Deux images illustrent les deux journées de rencontre du pape François à Marseille : la carte de la Méditerranée dans le palais du Pharo et la chape portée par le Pape durant la messe au stade Vélodrome. De blanc et de bleu, évoquant un collage d’Henri Matisse, la grande carte de la Méditerranée déployée au-dessus de l’estrade du palais du Pharo résumait à elle seule l’esprit de ces Rencontres méditerranéennes.
Une carte de la Grande Bleue
Une carte en négatif puisque la mer était la partie colorée, en bleu, quand la terre était représentée en blanc, à rebours de ce qui se fait habituellement dans les atlas, comme pour mieux mettre en avant la spécificité de la grande bleue. Une carte qui exprimait une vision très extensive de la Méditerranée puisque celle-ci intégrait la mer Noire, bordant ainsi l’Ukraine, la Russie et le Caucase. Le cardinal Aveline pouvait alors évoquer les "cinq rives de la Méditerranée" quand, dans le langage courant, on évoque d’habitude ses deux rives, nord et sud. Cinq rives, un concept novateur, pour rappeler que la Méditerranée comprend aussi le Pont-Euxin antique, l’Asie Mineure et le Proche-Orient. En somme, une vision très antique de la mer commune, le Mare nostrum des Romains.
Une mer pour unifier, en dépit de ses nombreuses fragmentations, de ses guerres sans fin et de ses drames. Une "mosaïque d’espérance" selon la formule du Pape. Une condamnation à l’espérance pourrait-on dire, tant il n’y a pas d’autre choix possible dans cet espace où la paix est une formule de salutation habituelle, mais un état de vie malheureusement non habituel. Si le cardinal Aveline, en tant qu’archevêque de Marseille, a été très en vue, l’évêque de Corse, Mgr Bustillo, fut plus discret, alors qu’il sera créé cardinal par le Pape le 30 septembre prochain. Une autre attention à l’égard de la Méditerranée dans un parterre où se trouvaient également l’évêque d’Alger, le Français Jean-Paul Vesco, et plusieurs représentants des Églises orientales. Dans cet auditorium du Pharo, dominant le vieux port, ce sont deux mille ans d’histoire du christianisme qui étaient représentés, chrétiens d’Orient et chrétiens d’Occident regroupés pour traiter des mêmes maux.
Une chape de bleu et d’or
Haut lieu du football et de l’OM, le Stade-Vélodrome fut disposé dans une configuration inédite, celle d’une cathédrale pour une messe du Pape devant près de 60.000 personnes. Une messe fruit d’une prouesse technique, celle d’avoir pu transformer et équiper le stade en seulement trois jours, entre le match de rugby France-Namibie et la venue du Pape. Ces deux jours furent un succès logistique indéniable puisque la sécurité fut parfaitement maîtrisée, ce qui était loin d’être évident dans une ville qui est l’une des plus criminogènes de France.

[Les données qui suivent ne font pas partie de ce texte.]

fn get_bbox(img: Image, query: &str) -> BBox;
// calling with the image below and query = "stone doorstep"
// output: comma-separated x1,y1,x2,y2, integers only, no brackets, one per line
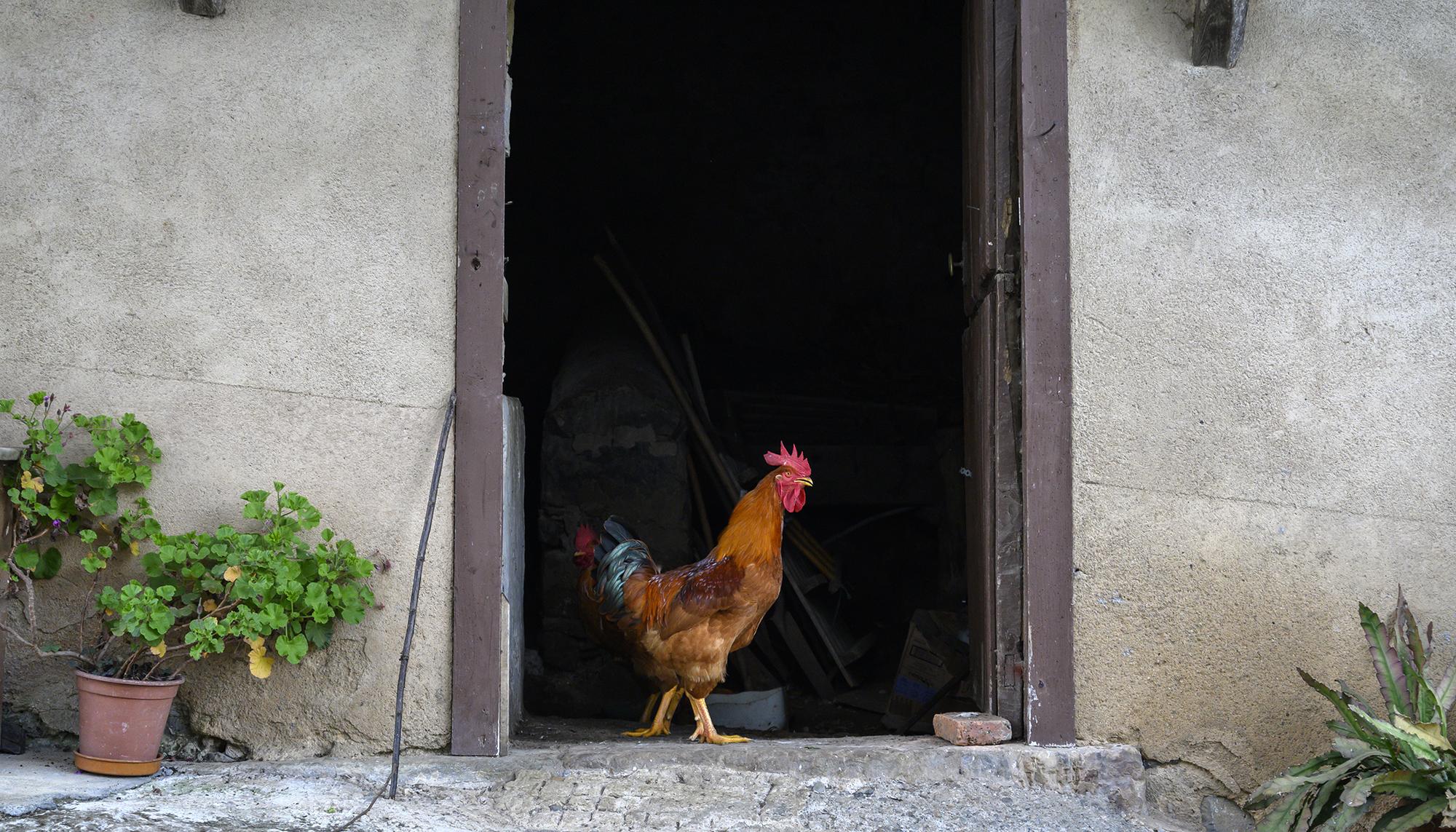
173,736,1147,816
0,736,1146,816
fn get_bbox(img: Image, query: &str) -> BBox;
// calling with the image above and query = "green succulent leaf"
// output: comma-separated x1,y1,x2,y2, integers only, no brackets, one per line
1294,667,1370,740
1370,796,1446,832
1254,783,1315,832
1360,603,1411,714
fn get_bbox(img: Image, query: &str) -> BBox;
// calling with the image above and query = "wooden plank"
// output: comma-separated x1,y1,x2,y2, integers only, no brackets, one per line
965,285,1025,736
986,282,1026,736
962,0,1016,316
450,0,508,755
499,396,526,748
773,598,834,701
1192,0,1249,70
962,321,997,713
1018,0,1076,745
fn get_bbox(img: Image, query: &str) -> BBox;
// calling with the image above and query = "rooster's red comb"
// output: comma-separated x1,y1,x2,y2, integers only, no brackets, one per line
763,442,812,477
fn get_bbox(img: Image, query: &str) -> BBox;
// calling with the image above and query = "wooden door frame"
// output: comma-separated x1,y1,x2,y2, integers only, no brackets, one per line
450,0,510,756
450,0,1076,755
1016,0,1076,745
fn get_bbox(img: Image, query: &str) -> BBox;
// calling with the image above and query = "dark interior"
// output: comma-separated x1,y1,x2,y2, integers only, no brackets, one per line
505,0,965,734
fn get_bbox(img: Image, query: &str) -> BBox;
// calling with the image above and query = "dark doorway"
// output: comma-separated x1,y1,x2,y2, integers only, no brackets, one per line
504,0,976,734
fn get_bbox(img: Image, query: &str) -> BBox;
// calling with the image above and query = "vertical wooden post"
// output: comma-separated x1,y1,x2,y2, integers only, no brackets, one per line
1018,0,1076,745
450,0,508,755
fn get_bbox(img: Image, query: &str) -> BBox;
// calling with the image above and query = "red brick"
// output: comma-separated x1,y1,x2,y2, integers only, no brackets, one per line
935,711,1010,745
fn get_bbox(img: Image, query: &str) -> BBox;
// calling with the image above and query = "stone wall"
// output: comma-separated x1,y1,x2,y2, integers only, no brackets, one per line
0,0,457,756
1069,0,1456,809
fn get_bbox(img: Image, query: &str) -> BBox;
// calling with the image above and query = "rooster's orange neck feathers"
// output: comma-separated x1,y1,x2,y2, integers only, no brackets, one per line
716,467,788,561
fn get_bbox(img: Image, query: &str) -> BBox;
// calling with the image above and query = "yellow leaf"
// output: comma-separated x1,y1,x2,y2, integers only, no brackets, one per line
1390,714,1456,750
248,638,272,679
20,471,45,493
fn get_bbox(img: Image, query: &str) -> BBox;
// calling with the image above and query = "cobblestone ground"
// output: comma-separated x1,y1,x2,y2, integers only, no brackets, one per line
0,766,1146,832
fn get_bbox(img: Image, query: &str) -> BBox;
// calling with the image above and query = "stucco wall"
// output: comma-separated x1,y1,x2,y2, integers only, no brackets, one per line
1069,0,1456,820
0,0,456,755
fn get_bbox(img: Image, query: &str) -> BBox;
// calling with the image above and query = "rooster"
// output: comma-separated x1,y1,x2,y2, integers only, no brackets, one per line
572,518,681,736
578,442,814,745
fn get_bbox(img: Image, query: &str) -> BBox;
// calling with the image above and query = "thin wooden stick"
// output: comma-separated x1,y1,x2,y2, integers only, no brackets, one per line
680,332,713,424
687,451,713,548
593,255,834,579
593,255,743,502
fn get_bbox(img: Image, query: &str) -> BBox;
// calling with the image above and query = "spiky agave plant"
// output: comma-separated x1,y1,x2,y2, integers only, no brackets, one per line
1245,592,1456,832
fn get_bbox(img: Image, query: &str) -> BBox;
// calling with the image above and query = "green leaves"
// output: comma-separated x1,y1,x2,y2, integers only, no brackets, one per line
15,542,41,570
143,483,374,679
1370,797,1446,832
1360,603,1411,714
1248,592,1456,832
274,634,309,665
0,392,376,684
31,545,61,580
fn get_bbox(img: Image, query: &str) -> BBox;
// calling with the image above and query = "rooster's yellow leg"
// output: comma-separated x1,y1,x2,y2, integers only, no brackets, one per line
687,694,748,745
622,692,673,737
638,694,662,723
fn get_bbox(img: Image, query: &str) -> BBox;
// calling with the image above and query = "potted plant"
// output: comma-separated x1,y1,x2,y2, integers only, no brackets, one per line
0,395,374,775
1246,592,1456,832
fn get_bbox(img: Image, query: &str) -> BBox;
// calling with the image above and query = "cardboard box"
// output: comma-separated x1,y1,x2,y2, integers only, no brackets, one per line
882,609,971,730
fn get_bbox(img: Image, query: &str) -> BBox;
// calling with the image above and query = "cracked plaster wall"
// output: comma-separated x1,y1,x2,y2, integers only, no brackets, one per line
1069,0,1456,810
0,0,457,756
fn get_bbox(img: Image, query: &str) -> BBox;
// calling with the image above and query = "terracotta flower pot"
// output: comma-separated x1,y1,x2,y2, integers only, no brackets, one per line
76,670,182,777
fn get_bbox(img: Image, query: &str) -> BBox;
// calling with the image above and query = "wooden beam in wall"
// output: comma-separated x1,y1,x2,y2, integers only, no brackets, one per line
1018,0,1076,745
450,0,508,755
1192,0,1249,70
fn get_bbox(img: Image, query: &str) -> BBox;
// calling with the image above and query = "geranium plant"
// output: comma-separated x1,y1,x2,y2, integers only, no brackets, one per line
0,392,162,663
0,393,374,679
1246,592,1456,832
137,483,374,678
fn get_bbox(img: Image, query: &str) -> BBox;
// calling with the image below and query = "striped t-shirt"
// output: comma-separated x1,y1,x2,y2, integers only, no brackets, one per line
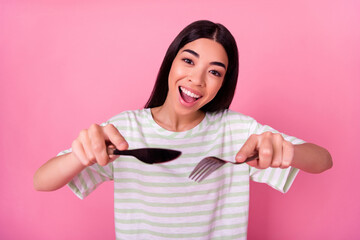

La chape portée par le Pape durant la messe était aux couleurs de Marseille : blanc et bleu, rehaussée de fils d’or. Comme la statue de la Vierge Marie disposée à côté de lui et les drapeaux agités par la foule lors de son passage sur l’avenue du Prado. Pendant deux jours, Marseille a fait la Une de l’actualité pour autre chose que les trafics de drogue et les assassinats par balle. La venue du Pape a permis un moment d’unité et de joie qui a transcendé les différences religieuses et permis d’unir une cité phocéenne souvent fracturée. Les Rencontres méditerranéennes sont passées au second plan dans l’effervescence de la messe au Vélodrome, preuve que le Christ unit et rassemble et que son vicaire est la figure de l’unité de l’Église. Si les propos répétés sur les migrants étaient attendus et ont répondu aux attentes, pour Marseille, c’est d’abord ce moment d’unité et de joie qui demeure, après ces deux journées d’effervescence où la ville a pu montrer à la France un visage d’espérance.